There is no need to resort to doctrinal arguments about MUST/SHOULD, or
imagine that the RFC6844 tail can wag the RFC1035 dog.
Mark A's objection really points a fundamental contradiction in RFC6844
itself.

RFC6844:

5.1.1.  Canonical Presentation Format

   The canonical presentation format of the CAA record is:
[snip]

   Tag:  Is a non-zero sequence of US-ASCII letters and numbers in lower
      case.

[I assume "non-zero" really means "non-empty"]


is incompatible with the text in 5.1:

   Tag:  The property identifier, a sequence of US-ASCII characters.

      Tag values MAY contain US-ASCII characters 'a' through 'z', 'A'
      through 'Z', and the numbers 0 through 9.  Tag values SHOULD NOT
      contain any other characters.  Matching of tag values is case
      insensitive.

      Tag values submitted for registration by IANA MUST NOT contain any
      characters other than the (lowercase) US-ASCII characters 'a'
      through 'z' and the numbers 0 through 9.

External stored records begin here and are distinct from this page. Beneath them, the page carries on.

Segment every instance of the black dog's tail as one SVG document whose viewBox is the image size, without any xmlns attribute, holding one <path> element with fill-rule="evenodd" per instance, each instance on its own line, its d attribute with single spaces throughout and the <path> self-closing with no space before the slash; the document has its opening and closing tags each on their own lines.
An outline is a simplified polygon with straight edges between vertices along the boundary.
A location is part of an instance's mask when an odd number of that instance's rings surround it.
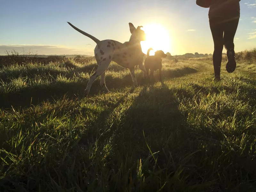
<svg viewBox="0 0 256 192">
<path fill-rule="evenodd" d="M 148 52 L 147 52 L 147 57 L 149 57 L 149 52 L 151 50 L 153 50 L 152 48 L 149 48 L 148 50 Z"/>
</svg>

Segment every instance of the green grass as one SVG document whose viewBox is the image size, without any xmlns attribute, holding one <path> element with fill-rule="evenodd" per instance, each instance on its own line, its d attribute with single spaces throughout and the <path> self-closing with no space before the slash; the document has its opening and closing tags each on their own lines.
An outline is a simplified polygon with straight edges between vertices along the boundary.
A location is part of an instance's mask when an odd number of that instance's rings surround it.
<svg viewBox="0 0 256 192">
<path fill-rule="evenodd" d="M 210 59 L 163 62 L 163 84 L 95 60 L 0 68 L 0 191 L 255 191 L 256 66 L 212 82 Z M 155 77 L 157 80 L 158 73 Z"/>
</svg>

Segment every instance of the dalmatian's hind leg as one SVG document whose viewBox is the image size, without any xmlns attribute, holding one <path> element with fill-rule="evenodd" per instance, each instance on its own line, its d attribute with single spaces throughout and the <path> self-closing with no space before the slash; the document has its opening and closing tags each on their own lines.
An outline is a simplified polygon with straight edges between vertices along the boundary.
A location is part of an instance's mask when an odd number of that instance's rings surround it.
<svg viewBox="0 0 256 192">
<path fill-rule="evenodd" d="M 100 85 L 101 87 L 102 87 L 103 91 L 105 92 L 108 93 L 110 92 L 108 89 L 108 88 L 106 86 L 106 84 L 105 83 L 105 75 L 106 75 L 106 71 L 103 72 L 101 75 L 100 75 Z"/>
<path fill-rule="evenodd" d="M 92 83 L 93 83 L 93 82 L 94 82 L 94 81 L 95 81 L 96 78 L 100 75 L 101 75 L 102 74 L 103 75 L 103 73 L 104 73 L 104 77 L 103 79 L 104 80 L 104 84 L 105 84 L 105 73 L 106 70 L 108 68 L 108 66 L 109 66 L 110 61 L 111 60 L 107 60 L 106 58 L 105 58 L 103 59 L 102 60 L 100 61 L 99 63 L 98 63 L 99 65 L 98 66 L 98 68 L 95 71 L 93 74 L 90 77 L 90 79 L 89 79 L 89 81 L 88 82 L 88 83 L 87 84 L 87 87 L 85 90 L 84 91 L 84 93 L 85 95 L 87 95 L 89 93 L 89 92 L 90 91 L 90 89 L 91 89 L 91 87 L 92 86 Z M 101 79 L 101 82 L 102 80 Z M 108 90 L 106 85 L 105 86 L 105 87 L 106 87 L 106 88 Z"/>
<path fill-rule="evenodd" d="M 131 73 L 131 75 L 132 76 L 132 81 L 133 82 L 133 84 L 135 87 L 138 86 L 138 84 L 137 83 L 137 80 L 136 79 L 136 76 L 135 76 L 135 71 L 134 71 L 134 68 L 132 68 L 129 69 Z"/>
</svg>

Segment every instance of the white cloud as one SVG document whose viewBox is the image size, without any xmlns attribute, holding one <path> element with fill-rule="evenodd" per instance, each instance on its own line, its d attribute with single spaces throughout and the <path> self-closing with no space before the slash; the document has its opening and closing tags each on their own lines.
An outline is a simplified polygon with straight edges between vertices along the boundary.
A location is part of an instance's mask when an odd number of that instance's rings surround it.
<svg viewBox="0 0 256 192">
<path fill-rule="evenodd" d="M 81 49 L 68 47 L 62 45 L 49 45 L 42 44 L 0 44 L 0 55 L 5 55 L 6 52 L 11 52 L 13 50 L 19 53 L 23 50 L 27 52 L 29 50 L 33 54 L 44 55 L 86 54 L 92 54 L 93 48 L 90 46 Z"/>
<path fill-rule="evenodd" d="M 248 4 L 247 5 L 247 6 L 250 8 L 251 8 L 252 7 L 256 7 L 256 4 Z"/>
<path fill-rule="evenodd" d="M 248 38 L 248 39 L 256 39 L 256 34 L 254 35 L 250 35 L 249 38 Z"/>
</svg>

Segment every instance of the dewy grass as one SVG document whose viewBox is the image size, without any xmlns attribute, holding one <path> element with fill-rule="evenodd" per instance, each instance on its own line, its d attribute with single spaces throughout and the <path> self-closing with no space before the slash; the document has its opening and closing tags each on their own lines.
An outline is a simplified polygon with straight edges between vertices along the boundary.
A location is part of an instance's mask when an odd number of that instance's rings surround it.
<svg viewBox="0 0 256 192">
<path fill-rule="evenodd" d="M 208 59 L 165 60 L 163 83 L 136 68 L 136 88 L 111 63 L 111 92 L 98 78 L 87 97 L 93 60 L 2 67 L 0 191 L 255 191 L 255 68 L 244 59 L 231 74 L 223 63 L 218 83 Z"/>
</svg>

which not only appears to imply the existence of two distinct species of
tag identifiers, but has the bizarre consequence that not all tag
identifiers are exactly representable using the canonical format prescribed
by section 5.1.1

The same form of words, or at least compatible words, should be used in
both places.  RFC6844 offers no justification for case folding, so
specifying exact matching would make the whole issue go away.


Dick Franks
________________________


On 10 March 2016 at 20:34, Mark Andrews <ma...@isc.org> wrote:

>
> I believe the erratra below was rejected incorrectly.